Weg vom Zwei‑Liter‑Dogma
Die Vorstellung, jeder müsse genau zwei Liter pro Tag trinken, galt lange als einfache Faustregel. Experten kritisieren inzwischen aber, dass solche Vereinfachungen oft irreführend sind. Yosuke Yamada, ein Physiologe, der Hydratationsmuster bei Tausenden Menschen untersucht hat, sagt: „Die Hydratationsbedürfnisse sind sehr variabel.“ Das bedeutet, es gibt keine feste Literzahl für alle. Vielmehr hängt der Bedarf von vielen Faktoren ab, etwa vom Aktivitätsniveau und der Umgebungstemperatur.
Auch die Empfehlung mit den acht Gläsern ist nicht universell begründet: Sie wurde aus einer in Tschechien gebräuchlichen Formulierung („osm sklenic denně“) übernommen und passt nicht automatisch auf jede Person. Manche kommen gut mit 1,5 Litern am Tag aus, andere, etwa Sportler oder Menschen in heißen Regionen, brauchen viel mehr, um richtig hydratisiert zu bleiben.

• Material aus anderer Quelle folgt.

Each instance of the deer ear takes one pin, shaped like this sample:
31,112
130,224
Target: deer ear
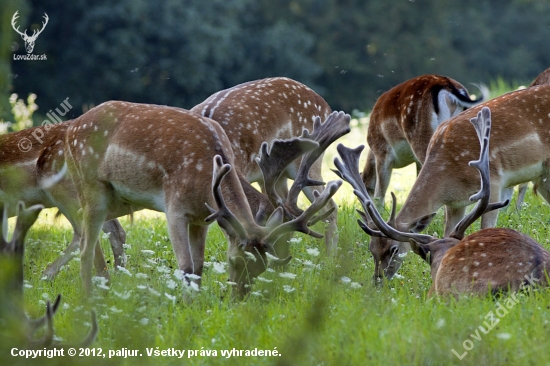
421,223
423,250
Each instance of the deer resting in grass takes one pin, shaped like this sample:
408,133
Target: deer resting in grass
492,259
12,313
266,110
519,153
125,157
402,122
23,173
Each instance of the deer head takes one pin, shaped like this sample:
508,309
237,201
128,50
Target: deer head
29,40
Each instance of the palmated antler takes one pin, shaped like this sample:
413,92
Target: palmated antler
348,169
13,251
482,125
335,126
302,222
275,160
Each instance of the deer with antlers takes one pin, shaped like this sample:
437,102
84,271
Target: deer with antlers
125,157
29,40
11,288
519,152
494,259
34,175
266,110
402,122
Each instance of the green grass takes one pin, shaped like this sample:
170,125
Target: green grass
329,314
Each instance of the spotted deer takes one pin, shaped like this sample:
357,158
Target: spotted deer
402,122
25,170
542,79
519,153
124,157
265,110
12,314
492,259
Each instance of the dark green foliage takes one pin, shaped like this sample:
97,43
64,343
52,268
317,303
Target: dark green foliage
179,52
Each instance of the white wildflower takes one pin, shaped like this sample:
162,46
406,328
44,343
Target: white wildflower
219,267
261,279
313,251
504,336
124,270
288,288
250,256
345,279
115,310
171,284
288,275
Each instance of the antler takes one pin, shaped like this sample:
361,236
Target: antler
302,222
14,250
482,125
223,215
335,126
13,19
274,161
348,169
36,32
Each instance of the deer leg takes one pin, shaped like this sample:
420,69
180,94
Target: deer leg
331,230
453,215
490,218
117,237
369,173
186,250
53,269
383,176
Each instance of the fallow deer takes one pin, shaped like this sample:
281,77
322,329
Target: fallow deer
542,79
125,157
402,122
519,153
492,259
265,110
12,315
25,166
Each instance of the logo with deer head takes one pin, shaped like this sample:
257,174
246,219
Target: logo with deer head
29,40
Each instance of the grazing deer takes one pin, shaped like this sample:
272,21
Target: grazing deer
25,167
494,259
402,122
519,153
125,157
11,288
266,110
542,79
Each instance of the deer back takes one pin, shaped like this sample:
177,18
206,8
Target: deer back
405,117
262,110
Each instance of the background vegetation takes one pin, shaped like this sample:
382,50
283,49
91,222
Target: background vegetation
178,52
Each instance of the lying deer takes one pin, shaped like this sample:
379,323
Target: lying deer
266,110
23,173
542,79
402,122
11,301
493,259
124,157
519,152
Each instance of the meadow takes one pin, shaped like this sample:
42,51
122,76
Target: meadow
317,310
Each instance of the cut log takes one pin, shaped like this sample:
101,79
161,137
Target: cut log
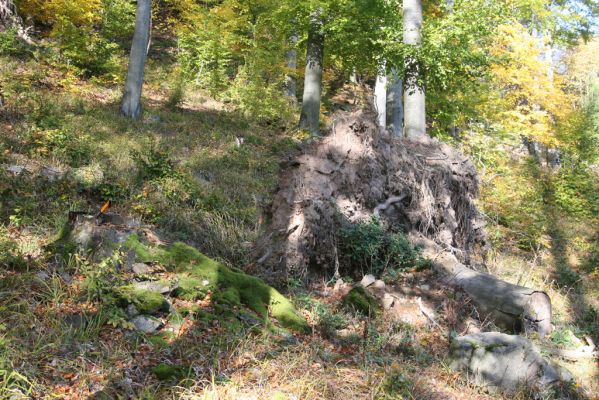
511,307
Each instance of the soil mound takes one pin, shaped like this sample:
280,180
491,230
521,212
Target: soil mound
356,171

Offizielle Zahlen: Was empfohlen wird
Das Institute of Medicine gibt Richtwerte, die sich an durchschnittlicher Ernährung orientieren. Demnach sollten Frauen etwa 2,7 Liter Gesamthydratation und Männer rund 3,7 Liter anstreben. Diese Zahlen beziehen sich nicht nur auf Getränke, sondern beinhalten auch das Wasser aus Lebensmitteln. Rund 20 % unserer Flüssigkeitszufuhr kommt tatsächlich aus der Nahrung (vor allem aus wasserreichem Obst und Gemüse).
Schon eine leichte Dehydrierung, ein Verlust von nur 1,2 % des Körperwassers, kann zu Konzentrationsproblemen und verminderter Leistungsfähigkeit führen. Auch Professor Stuart Galloway weist darauf hin, dass man alle Getränke betrachten sollte (nicht nur pures Wasser), wenn man den Flüssigkeitsbedarf einschätzt.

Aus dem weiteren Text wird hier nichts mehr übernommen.